Sunday, January 01, 2006

My Investing Journey-Reading Up 0 comments

(P.S: Sorry for any disturbances the advertisements above may have caused you)
After that rather brief affair with CWT I resolved to learn more about share investing. Certainly I had to know how to value stocks, otherwise how was I going to know whether a stock was worth investing in?

Building up a field of knowledge from a standing start is a rather painful process, especially when you have a daytime job which takes up most of your time and energy. I checked up some books on investing but they seemed to me too abstruse and I lost interest in them after struggling to get past the strange terms (discounted cash flow, portfolio risk, capital asset pricing) used in the first few pages I started reading (I would later discover that I had been trying to read the wrong books: instead of trying to read "Investments Theory" I should have checked out "One Up On Wall Street") . A mentor would have helped a lot, and I had none.

Ultimately, it was the Internet where I found my initial best resources. Thanks to Yahoo! I located investing sites like Investopedia and The Motley Fool which were easy on clueless beginners. Thanks to these sites I realised that just as sure as there was no single valuation methodology that could scientifically determine the value of a stock (if that were so, there could be no buyer-seller spread nor any short-term price fluctuations), there was an underlying force to share prices which was the business behind the stock. And what mattered in the long-term was the value of the business and how people viewed it. So, the question changed from how to value a stock to how to value a business -- a small step, but an important one.
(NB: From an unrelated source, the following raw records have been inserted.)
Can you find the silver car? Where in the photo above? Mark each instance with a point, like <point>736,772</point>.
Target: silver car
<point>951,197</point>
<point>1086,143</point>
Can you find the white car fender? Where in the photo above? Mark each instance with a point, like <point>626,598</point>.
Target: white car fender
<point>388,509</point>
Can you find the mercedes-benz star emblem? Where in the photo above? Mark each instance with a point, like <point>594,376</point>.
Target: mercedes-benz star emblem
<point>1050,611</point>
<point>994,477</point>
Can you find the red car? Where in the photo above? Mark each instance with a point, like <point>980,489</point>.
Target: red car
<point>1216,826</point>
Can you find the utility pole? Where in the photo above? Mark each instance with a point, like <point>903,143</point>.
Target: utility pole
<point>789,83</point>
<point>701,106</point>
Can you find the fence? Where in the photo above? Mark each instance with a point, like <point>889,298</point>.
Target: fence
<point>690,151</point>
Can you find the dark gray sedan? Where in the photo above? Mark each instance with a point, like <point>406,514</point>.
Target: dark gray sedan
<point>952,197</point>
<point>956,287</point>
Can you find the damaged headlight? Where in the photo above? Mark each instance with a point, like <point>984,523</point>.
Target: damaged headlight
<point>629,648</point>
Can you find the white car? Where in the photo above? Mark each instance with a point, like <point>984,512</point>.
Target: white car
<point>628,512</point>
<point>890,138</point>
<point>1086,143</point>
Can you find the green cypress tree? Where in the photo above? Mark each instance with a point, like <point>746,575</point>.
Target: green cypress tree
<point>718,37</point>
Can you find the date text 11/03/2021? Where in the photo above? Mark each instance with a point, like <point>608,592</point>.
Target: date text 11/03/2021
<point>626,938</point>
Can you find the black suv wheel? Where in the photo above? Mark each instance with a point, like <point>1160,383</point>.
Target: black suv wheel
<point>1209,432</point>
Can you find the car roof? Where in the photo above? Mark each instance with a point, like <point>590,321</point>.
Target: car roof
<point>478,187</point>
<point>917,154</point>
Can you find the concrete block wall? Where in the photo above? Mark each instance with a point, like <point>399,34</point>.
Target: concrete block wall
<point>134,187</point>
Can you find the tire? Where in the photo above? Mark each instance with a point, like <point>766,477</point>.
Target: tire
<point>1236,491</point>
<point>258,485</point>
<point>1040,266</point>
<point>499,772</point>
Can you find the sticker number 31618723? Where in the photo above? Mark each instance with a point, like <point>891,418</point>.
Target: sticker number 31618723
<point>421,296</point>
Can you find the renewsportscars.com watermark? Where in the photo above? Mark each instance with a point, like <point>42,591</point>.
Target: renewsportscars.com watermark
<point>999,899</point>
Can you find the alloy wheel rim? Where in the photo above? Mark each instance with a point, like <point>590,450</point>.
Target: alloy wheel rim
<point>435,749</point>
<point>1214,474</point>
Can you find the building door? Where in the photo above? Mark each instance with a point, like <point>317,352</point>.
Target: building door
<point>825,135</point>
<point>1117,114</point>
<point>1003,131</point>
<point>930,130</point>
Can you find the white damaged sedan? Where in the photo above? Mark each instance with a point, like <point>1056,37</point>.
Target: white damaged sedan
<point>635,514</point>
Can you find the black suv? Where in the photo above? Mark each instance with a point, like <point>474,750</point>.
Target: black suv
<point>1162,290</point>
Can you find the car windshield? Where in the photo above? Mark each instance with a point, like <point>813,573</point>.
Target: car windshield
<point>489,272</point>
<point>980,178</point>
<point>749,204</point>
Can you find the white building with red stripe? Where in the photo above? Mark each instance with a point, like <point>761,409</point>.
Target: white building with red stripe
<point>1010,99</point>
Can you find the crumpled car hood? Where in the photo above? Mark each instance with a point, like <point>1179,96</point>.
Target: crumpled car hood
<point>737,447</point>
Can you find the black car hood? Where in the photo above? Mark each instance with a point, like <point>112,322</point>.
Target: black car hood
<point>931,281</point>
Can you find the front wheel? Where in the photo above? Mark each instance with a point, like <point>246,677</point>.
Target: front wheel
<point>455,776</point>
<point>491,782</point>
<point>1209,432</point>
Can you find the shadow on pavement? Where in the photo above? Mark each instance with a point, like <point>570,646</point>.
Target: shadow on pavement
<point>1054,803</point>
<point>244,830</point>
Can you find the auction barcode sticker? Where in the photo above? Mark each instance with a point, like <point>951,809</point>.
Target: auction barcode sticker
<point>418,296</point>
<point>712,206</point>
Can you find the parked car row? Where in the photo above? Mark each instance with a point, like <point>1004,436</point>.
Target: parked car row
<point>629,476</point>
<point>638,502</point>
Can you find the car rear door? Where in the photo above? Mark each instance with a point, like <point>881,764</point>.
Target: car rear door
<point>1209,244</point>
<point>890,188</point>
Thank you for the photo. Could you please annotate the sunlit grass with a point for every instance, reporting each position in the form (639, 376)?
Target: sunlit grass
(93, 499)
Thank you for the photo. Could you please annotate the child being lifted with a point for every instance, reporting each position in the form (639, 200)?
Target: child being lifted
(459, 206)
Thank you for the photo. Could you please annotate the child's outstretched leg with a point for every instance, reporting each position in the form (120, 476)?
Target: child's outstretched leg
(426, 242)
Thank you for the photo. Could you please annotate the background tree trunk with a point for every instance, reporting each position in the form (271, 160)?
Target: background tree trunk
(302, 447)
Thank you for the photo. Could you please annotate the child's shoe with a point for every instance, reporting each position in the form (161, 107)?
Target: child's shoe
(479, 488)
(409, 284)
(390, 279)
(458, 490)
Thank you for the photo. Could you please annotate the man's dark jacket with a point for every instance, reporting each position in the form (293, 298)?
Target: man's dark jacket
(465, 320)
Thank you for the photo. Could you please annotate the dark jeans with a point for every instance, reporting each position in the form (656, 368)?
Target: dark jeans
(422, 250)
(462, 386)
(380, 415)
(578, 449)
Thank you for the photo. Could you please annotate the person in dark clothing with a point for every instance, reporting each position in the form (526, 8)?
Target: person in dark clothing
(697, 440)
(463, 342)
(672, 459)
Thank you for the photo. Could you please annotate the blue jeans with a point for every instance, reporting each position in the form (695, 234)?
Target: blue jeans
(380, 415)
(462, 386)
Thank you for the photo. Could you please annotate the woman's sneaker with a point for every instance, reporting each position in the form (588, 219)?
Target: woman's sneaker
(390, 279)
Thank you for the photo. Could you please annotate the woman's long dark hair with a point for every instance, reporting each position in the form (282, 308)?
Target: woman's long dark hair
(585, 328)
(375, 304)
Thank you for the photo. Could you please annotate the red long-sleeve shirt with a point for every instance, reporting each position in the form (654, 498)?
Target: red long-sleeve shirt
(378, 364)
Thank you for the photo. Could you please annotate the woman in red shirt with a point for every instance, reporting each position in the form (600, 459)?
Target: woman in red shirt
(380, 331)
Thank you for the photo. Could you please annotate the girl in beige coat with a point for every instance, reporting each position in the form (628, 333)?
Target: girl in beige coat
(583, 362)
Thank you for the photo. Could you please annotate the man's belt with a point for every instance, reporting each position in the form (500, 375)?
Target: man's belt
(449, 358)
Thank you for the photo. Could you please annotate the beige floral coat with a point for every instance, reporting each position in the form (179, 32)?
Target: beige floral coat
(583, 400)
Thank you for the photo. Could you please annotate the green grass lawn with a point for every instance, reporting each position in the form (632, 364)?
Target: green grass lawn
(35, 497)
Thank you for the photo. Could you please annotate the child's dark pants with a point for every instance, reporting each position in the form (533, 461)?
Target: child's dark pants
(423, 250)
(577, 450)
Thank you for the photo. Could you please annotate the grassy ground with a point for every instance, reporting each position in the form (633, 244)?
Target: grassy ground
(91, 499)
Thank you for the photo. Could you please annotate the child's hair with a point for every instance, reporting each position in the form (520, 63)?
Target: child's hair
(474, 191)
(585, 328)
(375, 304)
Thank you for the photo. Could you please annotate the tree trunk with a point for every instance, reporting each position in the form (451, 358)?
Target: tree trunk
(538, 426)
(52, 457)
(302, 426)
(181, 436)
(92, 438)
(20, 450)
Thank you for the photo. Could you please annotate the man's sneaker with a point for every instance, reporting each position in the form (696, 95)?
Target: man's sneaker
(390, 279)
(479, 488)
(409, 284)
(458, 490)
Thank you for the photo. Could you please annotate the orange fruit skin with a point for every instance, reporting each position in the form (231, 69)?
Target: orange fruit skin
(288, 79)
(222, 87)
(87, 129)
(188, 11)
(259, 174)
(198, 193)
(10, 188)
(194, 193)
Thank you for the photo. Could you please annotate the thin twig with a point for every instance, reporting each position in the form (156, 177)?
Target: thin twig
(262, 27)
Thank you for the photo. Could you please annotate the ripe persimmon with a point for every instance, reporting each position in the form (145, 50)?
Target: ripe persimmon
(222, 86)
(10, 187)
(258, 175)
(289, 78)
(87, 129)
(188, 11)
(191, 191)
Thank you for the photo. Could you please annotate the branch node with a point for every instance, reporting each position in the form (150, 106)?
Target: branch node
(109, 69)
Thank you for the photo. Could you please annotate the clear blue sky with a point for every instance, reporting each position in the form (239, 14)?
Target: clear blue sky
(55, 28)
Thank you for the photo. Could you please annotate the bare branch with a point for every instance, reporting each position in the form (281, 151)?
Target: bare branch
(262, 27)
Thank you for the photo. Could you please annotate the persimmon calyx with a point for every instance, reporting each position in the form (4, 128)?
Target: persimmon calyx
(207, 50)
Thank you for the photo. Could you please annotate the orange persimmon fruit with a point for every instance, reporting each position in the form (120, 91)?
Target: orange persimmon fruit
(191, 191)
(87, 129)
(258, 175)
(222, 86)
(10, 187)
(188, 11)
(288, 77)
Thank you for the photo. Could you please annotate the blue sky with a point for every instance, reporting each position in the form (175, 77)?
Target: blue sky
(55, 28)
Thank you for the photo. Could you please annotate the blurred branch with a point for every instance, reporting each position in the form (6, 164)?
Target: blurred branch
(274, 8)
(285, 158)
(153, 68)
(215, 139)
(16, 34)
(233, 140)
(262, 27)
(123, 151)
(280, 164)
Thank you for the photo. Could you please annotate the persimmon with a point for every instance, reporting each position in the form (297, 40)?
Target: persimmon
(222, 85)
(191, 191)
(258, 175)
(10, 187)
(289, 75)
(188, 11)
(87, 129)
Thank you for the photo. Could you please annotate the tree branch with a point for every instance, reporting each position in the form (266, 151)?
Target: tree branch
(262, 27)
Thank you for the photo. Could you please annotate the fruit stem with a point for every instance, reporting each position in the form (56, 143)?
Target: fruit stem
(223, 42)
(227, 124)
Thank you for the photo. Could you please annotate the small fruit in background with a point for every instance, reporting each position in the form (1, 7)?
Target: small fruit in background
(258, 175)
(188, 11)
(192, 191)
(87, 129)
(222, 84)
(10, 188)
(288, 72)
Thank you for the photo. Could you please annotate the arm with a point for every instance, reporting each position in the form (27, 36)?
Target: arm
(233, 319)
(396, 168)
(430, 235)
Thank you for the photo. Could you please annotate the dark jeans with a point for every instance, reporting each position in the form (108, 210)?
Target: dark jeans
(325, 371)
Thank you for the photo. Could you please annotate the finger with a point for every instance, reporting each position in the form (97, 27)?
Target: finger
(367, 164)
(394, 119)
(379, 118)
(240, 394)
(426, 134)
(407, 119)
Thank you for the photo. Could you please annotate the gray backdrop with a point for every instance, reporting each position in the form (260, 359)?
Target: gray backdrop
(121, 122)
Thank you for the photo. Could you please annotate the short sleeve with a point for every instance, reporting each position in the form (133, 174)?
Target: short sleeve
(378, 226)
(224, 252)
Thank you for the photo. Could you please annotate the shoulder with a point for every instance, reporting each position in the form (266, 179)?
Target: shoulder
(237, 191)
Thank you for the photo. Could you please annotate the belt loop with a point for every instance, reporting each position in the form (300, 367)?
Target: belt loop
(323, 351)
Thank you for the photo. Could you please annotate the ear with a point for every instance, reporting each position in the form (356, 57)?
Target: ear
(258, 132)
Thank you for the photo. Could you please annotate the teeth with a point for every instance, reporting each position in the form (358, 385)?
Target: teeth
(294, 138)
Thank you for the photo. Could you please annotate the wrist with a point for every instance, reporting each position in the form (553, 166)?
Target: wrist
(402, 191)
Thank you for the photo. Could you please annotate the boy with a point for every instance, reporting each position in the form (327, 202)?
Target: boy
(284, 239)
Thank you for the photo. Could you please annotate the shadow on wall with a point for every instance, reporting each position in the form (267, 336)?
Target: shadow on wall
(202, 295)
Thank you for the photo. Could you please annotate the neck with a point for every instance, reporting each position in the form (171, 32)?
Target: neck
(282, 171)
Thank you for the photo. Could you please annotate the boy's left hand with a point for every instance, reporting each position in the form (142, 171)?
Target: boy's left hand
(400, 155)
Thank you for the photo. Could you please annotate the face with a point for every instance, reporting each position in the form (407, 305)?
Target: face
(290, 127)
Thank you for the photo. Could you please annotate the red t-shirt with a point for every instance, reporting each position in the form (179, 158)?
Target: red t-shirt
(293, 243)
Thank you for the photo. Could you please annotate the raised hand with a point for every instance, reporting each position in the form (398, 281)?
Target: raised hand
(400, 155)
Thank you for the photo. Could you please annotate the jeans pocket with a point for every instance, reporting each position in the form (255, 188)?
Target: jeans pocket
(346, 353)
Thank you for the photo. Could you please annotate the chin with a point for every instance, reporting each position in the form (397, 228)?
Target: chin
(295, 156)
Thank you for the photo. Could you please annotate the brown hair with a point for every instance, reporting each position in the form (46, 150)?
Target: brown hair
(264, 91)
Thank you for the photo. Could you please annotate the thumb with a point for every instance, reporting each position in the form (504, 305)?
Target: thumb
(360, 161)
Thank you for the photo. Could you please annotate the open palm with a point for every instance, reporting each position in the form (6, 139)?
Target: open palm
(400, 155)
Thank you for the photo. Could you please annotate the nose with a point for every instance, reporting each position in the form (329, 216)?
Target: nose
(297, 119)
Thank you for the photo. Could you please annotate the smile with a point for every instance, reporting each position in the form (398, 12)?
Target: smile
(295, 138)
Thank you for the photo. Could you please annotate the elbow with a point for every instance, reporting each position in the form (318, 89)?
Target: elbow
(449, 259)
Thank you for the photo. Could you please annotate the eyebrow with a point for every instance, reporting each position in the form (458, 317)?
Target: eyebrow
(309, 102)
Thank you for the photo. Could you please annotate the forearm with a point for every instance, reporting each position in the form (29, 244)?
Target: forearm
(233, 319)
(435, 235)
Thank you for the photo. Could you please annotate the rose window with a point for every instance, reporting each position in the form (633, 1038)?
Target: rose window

The second "revelation" was the existence of different schools of thought concerning share price movement: there were the fundamental school who believed in researching the intrinsic value of a business to determine whether its share was worth buying, the technical school who believed in focusing on the share's price-volume behaviour to make the decision, the momentum approach which became known as the "greater fool" theory after the dot-com crash but was highly popular during the boom, the contrarian approach which sought to zig when everybody else zagged.

The third revelation was that there was a variety of valuation rules of thumb though there was no single unifying approach, quantitative measures like P/S (price/sales), P/E (the Americans call it "earnings multiples" or just "multiples": mind-boggling to a beginner), P/NTA (I took a while to figure out what NTA meant), PEG (Peter Lynch's ratio of P/E vs Annual Growth Rate), even highly creative ones like price/eyeballs for the Internet stocks.

Some say that investing philosophy is determined by nature and in my case it was absolutely true. The moment I read about the various schools of thought I decided instinctively that fundamental analysis was the one for me, primarily because it seemed to my lazy nature that it involved less work than technical analysis which seemed to involved copious amounts of data gathering and statistical plotting (I hadn't come across Metastock then). Allied to this was the thought that underlying business value driving share price was a logical cause-effect phenomenon (actually now I think it's both ways: share price drives business performance by facilitating access to equity capital), much like the way the growing GDP of a country must raise the incomes of all its citizens. Furthermore, I decided that my Accounting skills, acquired in my final year of my degree course, would come in handy for fundamental analysis of a company which supposedly involved detailed examination of the balance sheet, P&L statement and cash flow. With all this in mind, I embarked on the search for the next stock to buy following my short affair with CWT.